Aceh Tamiang — Banjir yang melanda Kabupaten Aceh Tamiang, Aceh, pada akhir Desember 2025 berdampak luas terhadap sektor pendidikan. Data Dinas Pendidikan Aceh Tamiang mencatat 412 satuan pendidikan atau sekitar 90 persen sekolah terdampak bencana tersebut.

Sebanyak 59 sekolah mengalami kerusakan ringan, 259 sekolah rusak sedang, dan 94 sekolah rusak berat. Akibatnya, 375 sekolah belum dapat beroperasi dan masih menunggu proses pembersihan serta perbaikan fasilitas.

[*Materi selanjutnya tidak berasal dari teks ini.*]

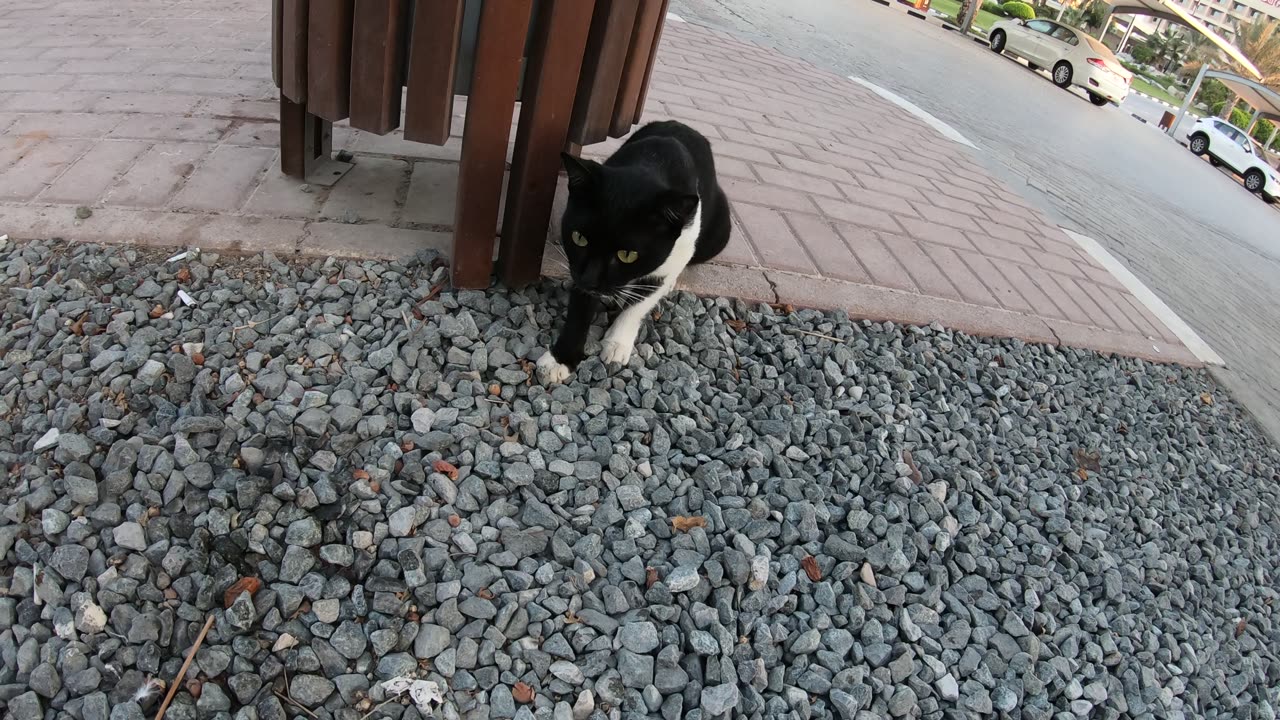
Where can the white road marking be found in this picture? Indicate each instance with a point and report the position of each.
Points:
(1184, 332)
(944, 130)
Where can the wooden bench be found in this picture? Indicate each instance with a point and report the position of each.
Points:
(580, 69)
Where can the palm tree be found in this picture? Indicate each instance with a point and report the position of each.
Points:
(1260, 42)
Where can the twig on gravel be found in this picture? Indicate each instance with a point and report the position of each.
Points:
(376, 707)
(813, 335)
(295, 703)
(191, 655)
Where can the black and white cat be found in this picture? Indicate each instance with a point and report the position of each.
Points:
(631, 227)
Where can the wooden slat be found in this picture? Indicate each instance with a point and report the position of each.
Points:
(376, 64)
(329, 24)
(305, 139)
(551, 81)
(602, 69)
(293, 50)
(277, 39)
(432, 64)
(635, 72)
(499, 45)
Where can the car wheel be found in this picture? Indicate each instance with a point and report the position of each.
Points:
(1255, 180)
(1063, 74)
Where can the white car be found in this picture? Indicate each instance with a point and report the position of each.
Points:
(1072, 57)
(1228, 145)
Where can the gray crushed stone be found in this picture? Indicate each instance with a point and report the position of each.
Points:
(895, 522)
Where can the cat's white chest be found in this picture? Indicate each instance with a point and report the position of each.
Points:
(682, 250)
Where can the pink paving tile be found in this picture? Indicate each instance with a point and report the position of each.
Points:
(936, 233)
(39, 167)
(800, 182)
(90, 177)
(969, 286)
(156, 174)
(819, 169)
(768, 195)
(996, 282)
(772, 238)
(1040, 301)
(993, 247)
(830, 251)
(858, 214)
(880, 263)
(928, 278)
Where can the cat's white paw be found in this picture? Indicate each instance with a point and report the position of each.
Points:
(616, 351)
(552, 370)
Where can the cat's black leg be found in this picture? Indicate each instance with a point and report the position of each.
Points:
(557, 364)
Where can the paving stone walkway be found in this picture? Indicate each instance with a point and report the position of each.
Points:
(160, 118)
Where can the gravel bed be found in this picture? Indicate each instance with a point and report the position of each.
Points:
(768, 514)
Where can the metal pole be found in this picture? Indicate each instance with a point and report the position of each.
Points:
(1127, 33)
(1187, 101)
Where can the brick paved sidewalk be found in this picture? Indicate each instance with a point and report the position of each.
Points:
(160, 117)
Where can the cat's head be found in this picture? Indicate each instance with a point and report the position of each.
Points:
(621, 223)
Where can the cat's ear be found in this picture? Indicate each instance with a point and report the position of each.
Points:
(677, 208)
(581, 173)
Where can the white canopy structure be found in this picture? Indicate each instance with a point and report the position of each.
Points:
(1173, 13)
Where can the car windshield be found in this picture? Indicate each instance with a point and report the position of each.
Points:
(1097, 46)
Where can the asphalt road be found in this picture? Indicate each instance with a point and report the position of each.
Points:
(1193, 235)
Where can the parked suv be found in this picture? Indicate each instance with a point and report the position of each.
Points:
(1228, 145)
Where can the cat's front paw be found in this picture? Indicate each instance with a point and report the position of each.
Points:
(616, 351)
(552, 370)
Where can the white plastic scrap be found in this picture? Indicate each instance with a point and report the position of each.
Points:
(425, 693)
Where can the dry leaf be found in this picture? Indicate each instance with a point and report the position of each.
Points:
(682, 524)
(1088, 460)
(915, 472)
(522, 693)
(446, 469)
(243, 584)
(810, 568)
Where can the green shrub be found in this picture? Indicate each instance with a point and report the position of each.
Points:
(1262, 131)
(1239, 118)
(1020, 10)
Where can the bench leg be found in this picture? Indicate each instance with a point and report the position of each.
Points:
(305, 139)
(551, 81)
(499, 45)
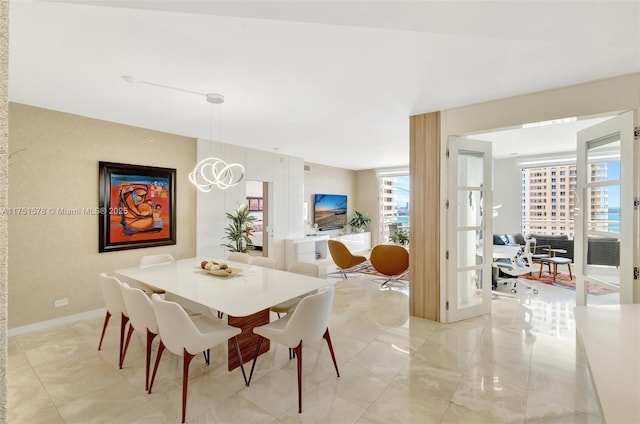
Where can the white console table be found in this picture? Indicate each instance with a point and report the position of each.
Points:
(314, 248)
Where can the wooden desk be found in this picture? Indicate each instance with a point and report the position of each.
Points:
(553, 252)
(610, 336)
(245, 298)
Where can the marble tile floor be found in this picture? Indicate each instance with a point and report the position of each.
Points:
(521, 364)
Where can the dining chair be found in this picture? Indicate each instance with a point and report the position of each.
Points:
(307, 324)
(262, 261)
(343, 258)
(142, 319)
(186, 336)
(112, 294)
(391, 260)
(240, 257)
(297, 267)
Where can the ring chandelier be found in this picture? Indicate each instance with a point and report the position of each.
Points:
(210, 172)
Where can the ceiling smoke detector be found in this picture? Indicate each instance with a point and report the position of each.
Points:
(215, 98)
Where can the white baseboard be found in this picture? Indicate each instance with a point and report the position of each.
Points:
(58, 322)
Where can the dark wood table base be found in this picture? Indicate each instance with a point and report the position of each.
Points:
(247, 341)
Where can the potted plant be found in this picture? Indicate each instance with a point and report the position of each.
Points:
(360, 221)
(400, 237)
(238, 232)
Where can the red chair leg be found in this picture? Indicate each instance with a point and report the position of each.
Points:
(155, 368)
(185, 381)
(239, 355)
(255, 358)
(104, 328)
(126, 344)
(327, 337)
(123, 325)
(298, 351)
(150, 337)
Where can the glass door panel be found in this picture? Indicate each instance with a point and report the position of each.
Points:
(469, 175)
(605, 170)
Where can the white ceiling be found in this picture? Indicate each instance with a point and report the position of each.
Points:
(333, 82)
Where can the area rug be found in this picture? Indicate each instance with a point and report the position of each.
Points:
(563, 280)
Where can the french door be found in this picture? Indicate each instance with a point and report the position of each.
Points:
(605, 221)
(469, 230)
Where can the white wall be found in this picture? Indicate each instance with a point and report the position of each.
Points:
(507, 192)
(285, 175)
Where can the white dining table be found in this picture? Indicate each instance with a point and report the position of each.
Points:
(245, 298)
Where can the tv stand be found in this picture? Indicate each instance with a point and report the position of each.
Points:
(313, 247)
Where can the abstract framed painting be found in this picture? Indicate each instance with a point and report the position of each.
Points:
(137, 206)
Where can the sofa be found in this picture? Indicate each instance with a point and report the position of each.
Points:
(601, 250)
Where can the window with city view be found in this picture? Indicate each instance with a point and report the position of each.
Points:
(549, 200)
(394, 204)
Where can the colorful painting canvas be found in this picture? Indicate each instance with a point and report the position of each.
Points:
(137, 205)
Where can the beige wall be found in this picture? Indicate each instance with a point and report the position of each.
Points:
(54, 164)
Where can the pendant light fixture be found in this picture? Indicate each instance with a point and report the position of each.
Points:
(210, 172)
(214, 172)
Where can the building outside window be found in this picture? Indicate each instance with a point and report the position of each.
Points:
(539, 200)
(394, 202)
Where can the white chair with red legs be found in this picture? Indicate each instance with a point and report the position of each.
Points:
(142, 319)
(307, 324)
(112, 294)
(187, 336)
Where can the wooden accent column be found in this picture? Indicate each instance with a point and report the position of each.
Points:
(424, 250)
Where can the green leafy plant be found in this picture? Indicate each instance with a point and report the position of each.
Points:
(360, 220)
(238, 232)
(400, 237)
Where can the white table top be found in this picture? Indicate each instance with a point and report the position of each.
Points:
(254, 289)
(611, 339)
(505, 251)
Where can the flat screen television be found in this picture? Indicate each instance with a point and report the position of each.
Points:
(330, 211)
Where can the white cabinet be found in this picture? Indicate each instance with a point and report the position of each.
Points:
(307, 249)
(314, 248)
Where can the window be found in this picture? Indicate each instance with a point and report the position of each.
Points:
(539, 214)
(394, 200)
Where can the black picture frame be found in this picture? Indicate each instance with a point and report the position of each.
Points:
(137, 206)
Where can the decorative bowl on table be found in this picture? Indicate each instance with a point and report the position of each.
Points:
(219, 269)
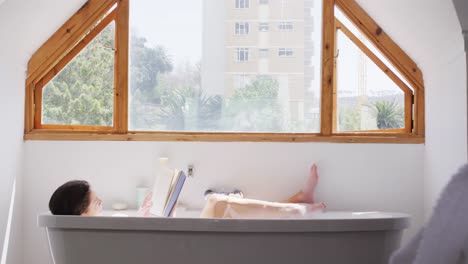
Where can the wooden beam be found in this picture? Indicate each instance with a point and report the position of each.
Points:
(328, 57)
(78, 48)
(122, 67)
(408, 93)
(66, 37)
(383, 42)
(224, 137)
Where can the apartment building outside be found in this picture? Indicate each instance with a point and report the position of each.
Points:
(245, 39)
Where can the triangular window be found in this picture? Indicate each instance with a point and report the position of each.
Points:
(369, 93)
(81, 95)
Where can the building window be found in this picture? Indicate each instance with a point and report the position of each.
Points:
(241, 81)
(242, 28)
(242, 3)
(285, 26)
(263, 53)
(285, 52)
(242, 54)
(263, 27)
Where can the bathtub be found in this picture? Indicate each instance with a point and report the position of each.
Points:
(323, 238)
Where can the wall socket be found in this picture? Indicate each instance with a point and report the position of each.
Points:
(190, 170)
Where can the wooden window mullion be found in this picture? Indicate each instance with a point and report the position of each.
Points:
(121, 68)
(328, 57)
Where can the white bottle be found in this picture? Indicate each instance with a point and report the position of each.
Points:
(162, 186)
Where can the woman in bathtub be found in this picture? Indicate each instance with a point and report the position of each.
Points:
(77, 198)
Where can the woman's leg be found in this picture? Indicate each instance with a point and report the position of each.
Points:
(223, 206)
(307, 194)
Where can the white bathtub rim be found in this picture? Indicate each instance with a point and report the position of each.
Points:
(357, 223)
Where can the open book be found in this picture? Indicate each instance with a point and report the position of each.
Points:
(166, 191)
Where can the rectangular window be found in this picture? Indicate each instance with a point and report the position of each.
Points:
(242, 28)
(263, 27)
(242, 3)
(242, 54)
(285, 26)
(263, 53)
(198, 91)
(285, 52)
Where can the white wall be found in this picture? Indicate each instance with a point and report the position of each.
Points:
(353, 177)
(429, 31)
(22, 31)
(11, 145)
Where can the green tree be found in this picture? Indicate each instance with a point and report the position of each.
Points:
(189, 109)
(147, 65)
(82, 93)
(349, 118)
(255, 107)
(388, 114)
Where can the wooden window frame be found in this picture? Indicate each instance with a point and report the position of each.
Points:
(83, 26)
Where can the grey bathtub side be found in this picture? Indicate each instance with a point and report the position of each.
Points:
(396, 222)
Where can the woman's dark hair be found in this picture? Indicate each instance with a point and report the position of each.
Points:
(72, 198)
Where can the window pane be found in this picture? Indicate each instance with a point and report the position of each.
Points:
(207, 66)
(83, 92)
(367, 99)
(355, 30)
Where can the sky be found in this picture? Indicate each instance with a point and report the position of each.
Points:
(174, 24)
(177, 25)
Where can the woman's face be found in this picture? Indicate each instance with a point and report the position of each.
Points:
(95, 205)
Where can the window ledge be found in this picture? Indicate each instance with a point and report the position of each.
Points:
(223, 137)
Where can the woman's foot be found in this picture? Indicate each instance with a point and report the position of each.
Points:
(316, 207)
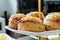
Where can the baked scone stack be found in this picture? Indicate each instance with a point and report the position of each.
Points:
(36, 14)
(52, 21)
(13, 20)
(32, 24)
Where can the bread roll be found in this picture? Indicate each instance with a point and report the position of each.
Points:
(52, 21)
(13, 20)
(36, 14)
(32, 24)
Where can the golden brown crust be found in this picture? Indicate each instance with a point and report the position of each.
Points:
(36, 14)
(31, 24)
(13, 21)
(52, 21)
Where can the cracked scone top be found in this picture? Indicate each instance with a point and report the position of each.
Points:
(13, 20)
(32, 24)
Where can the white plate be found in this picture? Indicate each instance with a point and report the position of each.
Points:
(7, 37)
(46, 33)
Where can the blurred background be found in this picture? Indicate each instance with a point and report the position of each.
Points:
(10, 7)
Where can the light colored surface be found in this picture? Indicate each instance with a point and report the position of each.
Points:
(2, 20)
(46, 33)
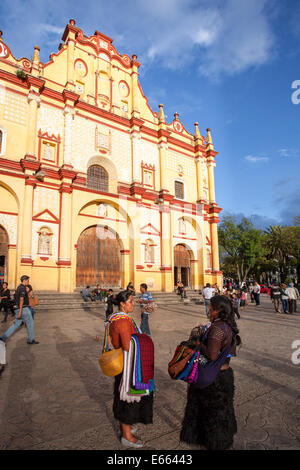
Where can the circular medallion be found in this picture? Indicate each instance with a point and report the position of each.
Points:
(178, 127)
(124, 89)
(81, 68)
(3, 50)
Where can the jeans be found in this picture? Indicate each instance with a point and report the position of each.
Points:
(27, 317)
(276, 301)
(292, 305)
(207, 302)
(86, 296)
(145, 324)
(257, 298)
(32, 312)
(285, 305)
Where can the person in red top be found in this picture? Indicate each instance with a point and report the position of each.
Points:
(209, 418)
(128, 414)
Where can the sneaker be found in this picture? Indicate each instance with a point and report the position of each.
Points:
(136, 445)
(133, 431)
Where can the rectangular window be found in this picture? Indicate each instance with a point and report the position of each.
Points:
(179, 190)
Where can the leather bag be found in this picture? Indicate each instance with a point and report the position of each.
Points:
(179, 361)
(112, 360)
(33, 301)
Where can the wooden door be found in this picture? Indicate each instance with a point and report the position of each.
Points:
(3, 254)
(182, 264)
(98, 258)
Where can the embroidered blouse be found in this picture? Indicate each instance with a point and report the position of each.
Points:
(219, 336)
(120, 332)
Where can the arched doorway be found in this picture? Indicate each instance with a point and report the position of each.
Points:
(98, 258)
(182, 265)
(3, 254)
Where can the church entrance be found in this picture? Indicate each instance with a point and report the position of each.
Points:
(3, 254)
(98, 258)
(182, 265)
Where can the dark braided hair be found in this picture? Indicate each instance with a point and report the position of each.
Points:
(222, 304)
(122, 296)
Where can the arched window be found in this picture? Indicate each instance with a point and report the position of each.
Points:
(45, 241)
(149, 252)
(179, 190)
(3, 134)
(97, 178)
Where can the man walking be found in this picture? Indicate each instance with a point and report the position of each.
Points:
(144, 300)
(110, 305)
(23, 313)
(276, 296)
(207, 293)
(256, 293)
(292, 295)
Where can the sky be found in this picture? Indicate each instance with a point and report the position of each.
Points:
(231, 65)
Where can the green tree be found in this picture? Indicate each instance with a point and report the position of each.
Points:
(277, 244)
(242, 243)
(292, 235)
(297, 221)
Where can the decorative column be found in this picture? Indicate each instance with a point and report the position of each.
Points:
(166, 249)
(134, 87)
(125, 257)
(135, 152)
(136, 188)
(215, 245)
(115, 103)
(210, 155)
(69, 114)
(27, 221)
(195, 273)
(65, 230)
(163, 135)
(35, 86)
(199, 150)
(69, 37)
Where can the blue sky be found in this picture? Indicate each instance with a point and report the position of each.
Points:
(228, 64)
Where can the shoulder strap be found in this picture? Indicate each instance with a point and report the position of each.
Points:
(106, 342)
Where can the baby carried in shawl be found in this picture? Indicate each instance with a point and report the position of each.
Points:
(190, 365)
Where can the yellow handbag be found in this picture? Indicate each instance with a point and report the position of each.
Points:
(111, 362)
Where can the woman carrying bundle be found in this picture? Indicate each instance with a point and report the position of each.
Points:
(209, 415)
(121, 329)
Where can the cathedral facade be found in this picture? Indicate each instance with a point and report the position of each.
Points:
(95, 187)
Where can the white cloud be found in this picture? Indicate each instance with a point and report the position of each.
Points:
(288, 152)
(252, 159)
(220, 37)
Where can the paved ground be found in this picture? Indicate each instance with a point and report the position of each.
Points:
(54, 396)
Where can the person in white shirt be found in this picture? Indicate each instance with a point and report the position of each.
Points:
(256, 293)
(292, 295)
(2, 356)
(207, 293)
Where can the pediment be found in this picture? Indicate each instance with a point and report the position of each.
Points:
(150, 230)
(46, 216)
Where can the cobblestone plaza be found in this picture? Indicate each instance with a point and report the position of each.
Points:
(54, 396)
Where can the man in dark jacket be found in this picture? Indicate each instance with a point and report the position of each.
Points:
(22, 313)
(275, 295)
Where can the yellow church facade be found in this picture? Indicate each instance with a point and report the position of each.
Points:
(95, 187)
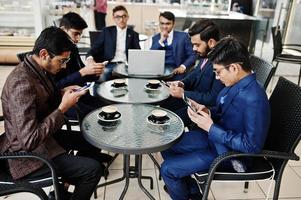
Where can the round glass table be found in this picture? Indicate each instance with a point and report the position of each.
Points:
(121, 70)
(132, 134)
(134, 92)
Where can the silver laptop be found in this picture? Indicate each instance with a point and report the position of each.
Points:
(146, 62)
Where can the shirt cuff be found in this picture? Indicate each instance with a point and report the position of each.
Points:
(183, 66)
(161, 43)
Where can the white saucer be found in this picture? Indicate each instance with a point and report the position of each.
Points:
(153, 89)
(108, 120)
(155, 124)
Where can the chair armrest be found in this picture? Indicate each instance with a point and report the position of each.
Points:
(18, 155)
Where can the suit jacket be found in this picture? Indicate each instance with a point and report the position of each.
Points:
(70, 75)
(241, 117)
(29, 101)
(105, 47)
(182, 48)
(201, 85)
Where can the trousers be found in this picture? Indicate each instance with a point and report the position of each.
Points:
(192, 153)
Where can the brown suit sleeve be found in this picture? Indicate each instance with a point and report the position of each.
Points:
(24, 113)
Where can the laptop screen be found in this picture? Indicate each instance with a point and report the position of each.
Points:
(146, 62)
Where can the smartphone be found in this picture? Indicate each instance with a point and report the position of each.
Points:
(187, 102)
(165, 83)
(86, 87)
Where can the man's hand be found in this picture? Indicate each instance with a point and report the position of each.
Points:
(69, 99)
(179, 70)
(92, 68)
(201, 117)
(71, 87)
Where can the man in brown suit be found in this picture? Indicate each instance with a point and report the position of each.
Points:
(34, 114)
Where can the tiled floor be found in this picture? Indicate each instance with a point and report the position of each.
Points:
(290, 187)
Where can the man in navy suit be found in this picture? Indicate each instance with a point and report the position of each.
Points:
(239, 122)
(114, 42)
(177, 46)
(76, 72)
(200, 85)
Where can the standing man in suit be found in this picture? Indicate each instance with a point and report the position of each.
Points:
(77, 73)
(178, 49)
(200, 85)
(114, 42)
(239, 122)
(34, 114)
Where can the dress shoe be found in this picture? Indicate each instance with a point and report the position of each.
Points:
(63, 195)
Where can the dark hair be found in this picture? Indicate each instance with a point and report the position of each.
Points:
(168, 15)
(230, 50)
(206, 28)
(118, 8)
(54, 40)
(73, 20)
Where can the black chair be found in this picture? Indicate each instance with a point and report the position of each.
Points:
(264, 70)
(10, 186)
(279, 51)
(283, 137)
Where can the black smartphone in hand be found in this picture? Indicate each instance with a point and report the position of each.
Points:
(165, 83)
(188, 103)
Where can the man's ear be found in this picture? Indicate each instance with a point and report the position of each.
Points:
(211, 43)
(43, 54)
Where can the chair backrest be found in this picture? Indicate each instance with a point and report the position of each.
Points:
(277, 41)
(285, 128)
(264, 70)
(93, 36)
(21, 56)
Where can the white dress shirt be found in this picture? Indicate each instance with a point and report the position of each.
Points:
(120, 55)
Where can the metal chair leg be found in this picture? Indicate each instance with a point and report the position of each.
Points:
(246, 187)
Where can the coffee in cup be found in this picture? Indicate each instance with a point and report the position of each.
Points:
(109, 113)
(153, 84)
(119, 83)
(158, 116)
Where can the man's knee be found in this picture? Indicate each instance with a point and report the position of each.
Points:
(166, 171)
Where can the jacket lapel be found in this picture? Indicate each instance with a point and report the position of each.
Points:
(128, 38)
(114, 38)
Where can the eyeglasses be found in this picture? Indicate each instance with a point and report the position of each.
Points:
(167, 23)
(62, 61)
(218, 72)
(119, 17)
(75, 33)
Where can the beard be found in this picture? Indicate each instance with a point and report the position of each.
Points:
(205, 53)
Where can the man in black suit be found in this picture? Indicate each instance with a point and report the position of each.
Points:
(114, 42)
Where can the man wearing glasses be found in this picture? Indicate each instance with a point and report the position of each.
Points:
(76, 72)
(178, 49)
(200, 84)
(114, 42)
(239, 122)
(34, 109)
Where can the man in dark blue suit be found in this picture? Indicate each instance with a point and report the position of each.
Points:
(200, 85)
(239, 122)
(177, 46)
(114, 42)
(76, 72)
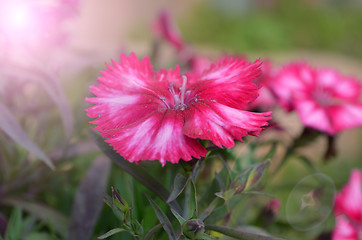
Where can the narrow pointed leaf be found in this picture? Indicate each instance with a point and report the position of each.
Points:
(89, 200)
(190, 206)
(210, 208)
(178, 186)
(136, 171)
(10, 125)
(237, 234)
(112, 232)
(249, 177)
(153, 231)
(180, 219)
(167, 226)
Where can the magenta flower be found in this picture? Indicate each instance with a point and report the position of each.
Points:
(149, 115)
(324, 99)
(348, 209)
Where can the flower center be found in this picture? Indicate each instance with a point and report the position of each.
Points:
(180, 98)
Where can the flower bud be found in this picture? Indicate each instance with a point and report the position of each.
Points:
(193, 228)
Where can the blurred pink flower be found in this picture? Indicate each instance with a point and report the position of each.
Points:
(266, 99)
(149, 115)
(348, 209)
(33, 25)
(324, 99)
(168, 30)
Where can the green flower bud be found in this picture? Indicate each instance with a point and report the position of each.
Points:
(193, 229)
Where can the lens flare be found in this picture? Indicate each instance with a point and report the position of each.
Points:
(16, 19)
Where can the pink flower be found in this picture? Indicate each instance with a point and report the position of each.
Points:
(348, 209)
(168, 30)
(266, 99)
(324, 99)
(149, 115)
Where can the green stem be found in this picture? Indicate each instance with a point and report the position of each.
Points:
(231, 232)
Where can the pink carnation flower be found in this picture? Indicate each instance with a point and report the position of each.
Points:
(324, 99)
(150, 115)
(266, 99)
(348, 209)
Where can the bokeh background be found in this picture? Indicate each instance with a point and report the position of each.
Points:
(321, 32)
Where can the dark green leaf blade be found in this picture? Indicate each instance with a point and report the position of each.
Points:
(167, 226)
(178, 186)
(136, 171)
(232, 232)
(54, 218)
(111, 232)
(153, 231)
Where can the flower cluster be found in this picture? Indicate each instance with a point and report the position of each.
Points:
(348, 209)
(150, 115)
(324, 99)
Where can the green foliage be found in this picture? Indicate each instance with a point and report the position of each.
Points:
(284, 26)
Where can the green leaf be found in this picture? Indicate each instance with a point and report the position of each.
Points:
(13, 230)
(271, 151)
(207, 237)
(54, 218)
(38, 236)
(89, 200)
(180, 219)
(190, 203)
(111, 232)
(153, 231)
(248, 178)
(136, 171)
(237, 234)
(10, 125)
(210, 209)
(167, 226)
(178, 186)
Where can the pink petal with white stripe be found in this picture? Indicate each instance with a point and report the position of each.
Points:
(158, 137)
(221, 124)
(228, 82)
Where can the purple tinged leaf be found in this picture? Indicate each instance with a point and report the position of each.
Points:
(112, 232)
(10, 125)
(54, 218)
(89, 200)
(136, 171)
(3, 224)
(51, 85)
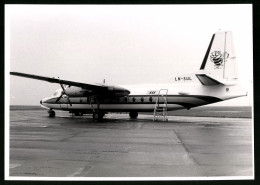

Dampak banjir juga dirasakan langsung oleh peserta didik. Dinas Pendidikan Aceh Tamiang mencatat 47.838 siswa terdampak, terdiri atas 24.852 siswa laki-laki dan 22.986 siswa perempuan. Banyak siswa kehilangan pakaian sekolah, tas, sepatu, buku, dan alat tulis akibat terendam banjir.
Pelaksana Tugas Kepala Dinas Pendidikan Aceh Tamiang, Sepriyanto, mengatakan pemulihan pendidikan menjadi salah satu prioritas pascabencana. “Kami berupaya agar kegiatan belajar mengajar dapat segera berjalan kembali. Namun, dukungan dari berbagai pihak sangat dibutuhkan,” kata Sepriyanto, Selasa, 24 Desember 2025.
Menurut Sepriyanto, selain perbaikan bangunan sekolah, kebutuhan mendesak saat ini adalah perlengkapan sekolah dan dukungan psikososial bagi siswa. Ia menilai pemenuhan kebutuhan dasar tersebut penting untuk memulihkan semangat belajar anak-anak terdampak banjir.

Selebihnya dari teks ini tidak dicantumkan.